Weekly eMail Essays

Every week, you must send me a short eMail note summarizing what we have discussed that week. I must receive it before 1:00 on Fridays (and 1:00 on ThuRsday, June 3, our last week) for it to count for that week. No matter how eloquent, if it comes in after the deadline, it will not count. This is important. There is no need to wait on these eMail notes. Send me a note early in the week.

This means your first assignment is to obtain your own eMail account.

Even tho' this is a four-week Intersession, there are five eMail assignments. By 2:00 this Wednesday, May 12, I need an eMail msg from you with your eMail address. Don't wait until Wednesday morning to start getting your eMail account; do it now! Your first assignment is to send to me an eMail msg with your eMail address by 2:00 this Wednesday, May 12.

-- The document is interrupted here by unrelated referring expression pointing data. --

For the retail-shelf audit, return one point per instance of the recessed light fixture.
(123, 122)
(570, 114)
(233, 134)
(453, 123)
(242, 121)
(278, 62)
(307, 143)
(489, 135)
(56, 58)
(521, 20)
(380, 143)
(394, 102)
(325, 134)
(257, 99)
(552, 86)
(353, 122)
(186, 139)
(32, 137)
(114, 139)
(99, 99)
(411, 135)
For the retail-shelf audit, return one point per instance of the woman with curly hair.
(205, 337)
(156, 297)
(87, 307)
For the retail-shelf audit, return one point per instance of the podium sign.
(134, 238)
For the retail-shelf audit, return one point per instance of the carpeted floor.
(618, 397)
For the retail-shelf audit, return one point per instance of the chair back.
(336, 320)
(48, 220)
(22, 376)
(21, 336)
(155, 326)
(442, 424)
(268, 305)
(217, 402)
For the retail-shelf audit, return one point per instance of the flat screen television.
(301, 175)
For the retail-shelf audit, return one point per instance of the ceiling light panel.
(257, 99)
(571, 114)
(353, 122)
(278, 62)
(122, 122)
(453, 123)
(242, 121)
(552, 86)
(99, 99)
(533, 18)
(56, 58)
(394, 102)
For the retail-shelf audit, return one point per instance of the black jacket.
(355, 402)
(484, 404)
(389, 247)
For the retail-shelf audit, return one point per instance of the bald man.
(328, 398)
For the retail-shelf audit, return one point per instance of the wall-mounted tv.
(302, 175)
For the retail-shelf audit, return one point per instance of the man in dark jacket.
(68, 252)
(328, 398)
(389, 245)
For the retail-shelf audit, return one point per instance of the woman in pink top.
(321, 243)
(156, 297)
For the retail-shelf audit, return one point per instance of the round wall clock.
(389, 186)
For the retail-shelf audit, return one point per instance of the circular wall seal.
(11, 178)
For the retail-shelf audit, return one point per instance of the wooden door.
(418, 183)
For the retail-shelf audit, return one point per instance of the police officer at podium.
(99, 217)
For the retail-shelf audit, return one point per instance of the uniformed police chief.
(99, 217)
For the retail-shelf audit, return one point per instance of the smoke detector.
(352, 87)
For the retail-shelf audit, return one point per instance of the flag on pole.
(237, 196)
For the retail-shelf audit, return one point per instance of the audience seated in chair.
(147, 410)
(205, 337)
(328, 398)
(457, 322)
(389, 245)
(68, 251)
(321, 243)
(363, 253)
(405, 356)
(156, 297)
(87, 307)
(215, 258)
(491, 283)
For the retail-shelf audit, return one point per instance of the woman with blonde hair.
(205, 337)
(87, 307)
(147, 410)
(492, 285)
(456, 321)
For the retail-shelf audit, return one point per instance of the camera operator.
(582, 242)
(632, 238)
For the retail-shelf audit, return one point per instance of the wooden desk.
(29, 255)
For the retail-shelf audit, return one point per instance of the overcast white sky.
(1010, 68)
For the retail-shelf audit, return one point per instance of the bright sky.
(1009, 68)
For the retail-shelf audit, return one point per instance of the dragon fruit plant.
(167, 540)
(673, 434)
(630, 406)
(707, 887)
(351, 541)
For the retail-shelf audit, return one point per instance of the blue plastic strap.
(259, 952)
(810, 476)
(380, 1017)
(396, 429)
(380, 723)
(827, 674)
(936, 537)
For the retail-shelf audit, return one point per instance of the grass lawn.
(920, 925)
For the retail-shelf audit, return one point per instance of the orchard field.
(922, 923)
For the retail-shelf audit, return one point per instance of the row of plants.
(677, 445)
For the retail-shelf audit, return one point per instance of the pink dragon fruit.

Each week, you must send me a short eMail note of two or three sentences telling me what you have learned or what we are discussing. Obviously, this is a mild attempt to keep you current with the class discussion. It does not need to be long or eloquent. Please do not make it long. Almost anything will satisfy this. If your "eMail essay" makes no sense or is entirely wrong, I will send it back to you and you will receive a zero for that week. There is no way to make up such a loss.

If we are studying straight-line motion, as we will be this first week, you might say something like,

"Straight-line motion involves an origin, position, velocity, and acceleration. Velocity is the time rate of change of position and acceleration is the time rate of change of velocity."

That's enough. More is not necessary. I just want you to keep current with the class discussion.

Later, when we discuss energy, you might write me,

"Energy is a conserved quantity. That means the final energy is the same as the initial energy. Total energy usually means the sum of kinetic energy and potential energy. Kinetic energy is energy due to motion."

That's enough. More is not necessary. However, if you have not come to class that week and write me, saying,

"Momentum happens when two objects run into each other,"

I will send the eMail note back to you and say "no, that was not this week's topic; we were discussing energy" and record a zero for you.

There are two reasons for these Weekly eMail Essays. First, it is obviously a meager attempt to keep you current with the material. But this is also a course in Scientific Awareness. You need to know how to use eMail. Not being comfortable with eMail will soon be as limiting as not knowing how to use a telephone.

I must receive your eMail essays for them to count. Please do not tell that you sent the eMail notes but they came back or that you tried to send the eMail notes but didn't know what to do. That's part of the assignment. You must become profecient enough with eMail that I receive your eMail essays. Please include your name. An eMail essay sent from someone else's account -- as from one of the "public" lab computers -- without your name cannot be matched up with you!

Send your weekly eMail essays to me at excphys@www.eiu.edu or, better yet, just click on the "mail box" icon on the Excursions Calendar web page.

I will not look at eMail sent to the account above daily; I will probably read all the eMail essays only once a week. If you have questions about the course or about what we are discussing, post those questions on the Excursions Bulletin Board. There is a link there from the Excursions Calendar web page and we will discuss this in class. Your questions will be posted for other students to see and respond to. I will also respond to them. This is intended to be somewhat like a classroom discussion.